Most of what he said, though, had to do with wrists.  He told me people never rub their wrists when the cuffs come off, when they’re thrown in the cells or leaving the system.  Never.  

He saw it happen, or not happen, a lot of times, or so he said.  Inmates just stare at their naked wrists, blank eyes, every time.  Like freedom is a foreign concept, one not to be trusted, quick to be snatched away when it’s given. 

So when they took the handcuffs off of him for the last time, he didn’t rub his wrists.  He just stared at his hands, fists clenched, as if the cuffs still bound him, as if his hands were lead, and he got why people did it, or didn’t do it. 

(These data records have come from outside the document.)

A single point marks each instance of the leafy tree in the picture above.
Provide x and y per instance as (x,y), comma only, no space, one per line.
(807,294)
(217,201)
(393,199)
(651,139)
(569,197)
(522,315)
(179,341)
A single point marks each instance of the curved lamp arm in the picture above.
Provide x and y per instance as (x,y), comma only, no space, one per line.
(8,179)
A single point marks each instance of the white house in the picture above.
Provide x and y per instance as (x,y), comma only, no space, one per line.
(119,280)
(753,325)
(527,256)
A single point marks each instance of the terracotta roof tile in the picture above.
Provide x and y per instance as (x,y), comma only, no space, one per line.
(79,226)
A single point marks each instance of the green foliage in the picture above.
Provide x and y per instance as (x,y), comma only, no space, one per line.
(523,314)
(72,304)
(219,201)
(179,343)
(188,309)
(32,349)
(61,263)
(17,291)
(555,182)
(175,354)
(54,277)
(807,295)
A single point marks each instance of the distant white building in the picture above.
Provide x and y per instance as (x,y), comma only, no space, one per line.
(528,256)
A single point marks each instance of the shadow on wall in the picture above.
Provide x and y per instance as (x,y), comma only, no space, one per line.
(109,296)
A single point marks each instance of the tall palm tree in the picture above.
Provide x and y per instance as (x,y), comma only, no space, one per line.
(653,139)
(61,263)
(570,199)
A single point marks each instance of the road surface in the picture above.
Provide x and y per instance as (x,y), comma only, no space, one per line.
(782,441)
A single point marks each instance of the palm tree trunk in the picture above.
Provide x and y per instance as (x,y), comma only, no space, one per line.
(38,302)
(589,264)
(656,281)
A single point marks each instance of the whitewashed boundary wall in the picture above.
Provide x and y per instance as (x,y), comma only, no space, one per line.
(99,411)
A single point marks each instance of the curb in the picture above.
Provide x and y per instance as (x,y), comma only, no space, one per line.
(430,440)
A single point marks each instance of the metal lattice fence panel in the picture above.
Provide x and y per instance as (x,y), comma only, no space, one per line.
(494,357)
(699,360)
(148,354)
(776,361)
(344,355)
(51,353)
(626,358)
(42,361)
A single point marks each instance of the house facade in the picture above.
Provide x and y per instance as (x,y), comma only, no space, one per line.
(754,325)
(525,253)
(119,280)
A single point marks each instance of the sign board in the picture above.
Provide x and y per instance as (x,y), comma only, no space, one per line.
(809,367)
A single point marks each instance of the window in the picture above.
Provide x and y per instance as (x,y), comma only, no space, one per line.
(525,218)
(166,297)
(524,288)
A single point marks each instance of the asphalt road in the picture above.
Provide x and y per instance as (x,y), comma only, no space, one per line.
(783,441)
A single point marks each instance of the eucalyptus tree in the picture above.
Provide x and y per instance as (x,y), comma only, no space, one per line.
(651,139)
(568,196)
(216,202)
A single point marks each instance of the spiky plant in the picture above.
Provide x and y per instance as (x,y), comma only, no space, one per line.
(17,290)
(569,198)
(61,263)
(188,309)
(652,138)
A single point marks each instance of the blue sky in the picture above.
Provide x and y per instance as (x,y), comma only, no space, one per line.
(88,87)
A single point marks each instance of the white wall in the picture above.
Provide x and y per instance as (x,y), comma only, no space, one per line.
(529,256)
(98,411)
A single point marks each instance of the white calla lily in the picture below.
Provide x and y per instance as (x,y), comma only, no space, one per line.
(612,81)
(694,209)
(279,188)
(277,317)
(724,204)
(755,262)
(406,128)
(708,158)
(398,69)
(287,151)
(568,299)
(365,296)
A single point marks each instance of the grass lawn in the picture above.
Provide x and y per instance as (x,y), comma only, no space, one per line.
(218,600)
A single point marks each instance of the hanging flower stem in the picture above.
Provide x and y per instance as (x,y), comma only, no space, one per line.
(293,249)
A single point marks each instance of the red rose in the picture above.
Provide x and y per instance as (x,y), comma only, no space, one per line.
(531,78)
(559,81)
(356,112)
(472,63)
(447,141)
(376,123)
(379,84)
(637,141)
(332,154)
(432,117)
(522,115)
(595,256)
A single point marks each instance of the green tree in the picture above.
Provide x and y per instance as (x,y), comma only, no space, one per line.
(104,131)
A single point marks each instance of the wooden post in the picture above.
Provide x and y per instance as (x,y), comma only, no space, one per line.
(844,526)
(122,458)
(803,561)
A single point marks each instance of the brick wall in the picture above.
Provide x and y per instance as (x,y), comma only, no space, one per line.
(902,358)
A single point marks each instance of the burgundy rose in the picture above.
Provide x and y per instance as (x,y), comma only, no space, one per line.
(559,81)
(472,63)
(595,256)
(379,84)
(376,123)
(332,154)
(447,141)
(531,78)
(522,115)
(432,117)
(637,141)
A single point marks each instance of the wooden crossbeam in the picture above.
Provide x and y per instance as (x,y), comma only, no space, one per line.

He finished up his third scotch and grabbed his coat, rubbing his wrists raw.  Handcuffs hurt, he said.  They chafe your wrists like Hell.  Nothing quite like the feeling of them coming off.  Nothing quite like sleeping in them, neither.  Only problem is, now I can’t stop rubbing my wrists.  It’s like I never took them off.  Or maybe I’m still in that moment, staring down, lost. 

He put on his hat, and left to brave the rain. 

I didn’t say a word the whole encounter.  I never asked him what he’d been in prison for.  Figured it didn’t matter, if he was really innocent, and if he wasn’t…well, in that case, I didn’t want to know.  I’d rather not know what he was rubbing his wrists for that whole time.